Die Redenschreiberin Jacqueline Schäfer über die Debattenkultur im Bundestag, unterschiedliche Redestile von Männern und Frauen und die Merkmale einer guten Rede.
Frau Schäfer, seit 1949 wurden abertausende Reden im Bundestag gehalten. Was macht eine gute Rede aus?
Jacqueline Schäfer: Das hängt stark von der Perspektive ab. Als Zuhörer möchte ich etwas mitnehmen, wenn ich Zeit erübrige, mir eine Rede anzuhören. Ich möchte etwas Neues erfahren oder zumindest durch einen intelligenten Gedankengang angeregt oder durch schöne Formulierungen erfreut werden.

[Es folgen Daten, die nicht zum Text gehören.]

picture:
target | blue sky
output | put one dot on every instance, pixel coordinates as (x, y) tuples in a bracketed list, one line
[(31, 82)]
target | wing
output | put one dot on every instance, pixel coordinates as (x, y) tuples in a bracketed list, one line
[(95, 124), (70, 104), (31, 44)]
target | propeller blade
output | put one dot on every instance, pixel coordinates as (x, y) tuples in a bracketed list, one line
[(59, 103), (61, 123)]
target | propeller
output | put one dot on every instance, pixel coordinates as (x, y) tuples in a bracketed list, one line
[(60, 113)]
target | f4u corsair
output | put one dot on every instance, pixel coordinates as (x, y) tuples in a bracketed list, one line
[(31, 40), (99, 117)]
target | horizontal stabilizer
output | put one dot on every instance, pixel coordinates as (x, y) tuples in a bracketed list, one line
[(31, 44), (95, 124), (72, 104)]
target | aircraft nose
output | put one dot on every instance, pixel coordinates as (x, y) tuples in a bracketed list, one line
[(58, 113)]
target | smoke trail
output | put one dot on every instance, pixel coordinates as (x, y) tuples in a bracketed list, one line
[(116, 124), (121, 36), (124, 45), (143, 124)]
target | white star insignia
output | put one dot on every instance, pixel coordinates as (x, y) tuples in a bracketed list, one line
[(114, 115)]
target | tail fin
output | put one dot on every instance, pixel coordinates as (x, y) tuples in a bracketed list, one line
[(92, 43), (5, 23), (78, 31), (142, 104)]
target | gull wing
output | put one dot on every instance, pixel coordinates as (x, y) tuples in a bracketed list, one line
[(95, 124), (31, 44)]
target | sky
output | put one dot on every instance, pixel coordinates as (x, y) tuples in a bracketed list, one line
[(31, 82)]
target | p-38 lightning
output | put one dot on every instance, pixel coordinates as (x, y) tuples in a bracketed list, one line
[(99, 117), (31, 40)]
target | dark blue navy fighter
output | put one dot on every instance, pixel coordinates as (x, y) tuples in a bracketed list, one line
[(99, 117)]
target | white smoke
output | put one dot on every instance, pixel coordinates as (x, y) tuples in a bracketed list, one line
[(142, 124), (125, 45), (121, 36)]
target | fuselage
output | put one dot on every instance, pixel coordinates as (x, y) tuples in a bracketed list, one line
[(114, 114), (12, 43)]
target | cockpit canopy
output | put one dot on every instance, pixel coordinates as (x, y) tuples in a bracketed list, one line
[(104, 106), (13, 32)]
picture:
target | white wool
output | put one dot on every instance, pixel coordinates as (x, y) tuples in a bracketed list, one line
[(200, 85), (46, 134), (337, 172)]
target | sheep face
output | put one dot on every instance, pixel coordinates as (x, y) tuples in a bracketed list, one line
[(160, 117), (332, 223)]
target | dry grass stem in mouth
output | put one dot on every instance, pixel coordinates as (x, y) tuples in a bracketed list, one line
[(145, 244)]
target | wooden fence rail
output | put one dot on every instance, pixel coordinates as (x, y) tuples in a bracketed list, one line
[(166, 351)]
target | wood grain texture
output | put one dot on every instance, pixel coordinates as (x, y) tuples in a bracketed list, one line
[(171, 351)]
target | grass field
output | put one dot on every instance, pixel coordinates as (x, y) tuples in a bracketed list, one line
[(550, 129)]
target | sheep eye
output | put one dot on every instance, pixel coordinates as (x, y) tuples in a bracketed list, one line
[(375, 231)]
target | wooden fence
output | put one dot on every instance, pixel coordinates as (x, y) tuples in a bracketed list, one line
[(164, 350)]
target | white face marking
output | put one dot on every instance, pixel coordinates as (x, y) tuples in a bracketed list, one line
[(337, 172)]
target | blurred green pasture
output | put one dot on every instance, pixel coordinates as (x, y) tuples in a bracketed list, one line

Als Redner hingegen ist eine Rede dann erfolgreich, wenn ich damit etwas bewirken kann. Zum Beispiel, indem ich Menschen überzeuge. Oder nehmen wir beispielsweise ein heikles Thema, bei dem diplomatische Verhandlungen noch im Gange sind. In solchen Fällen kann es wichtig sein, beruhigend zu wirken, ohne alle Informationen preiszugeben. Manchmal muss man den Zuhörern vermitteln, dass etwas in Bewegung ist, um Zeit zu gewinnen und im Hintergrund weiterarbeiten zu können.
Gibt es bestimmte rhetorische Mittel, die auf das Publikum besonders überzeugend wirken?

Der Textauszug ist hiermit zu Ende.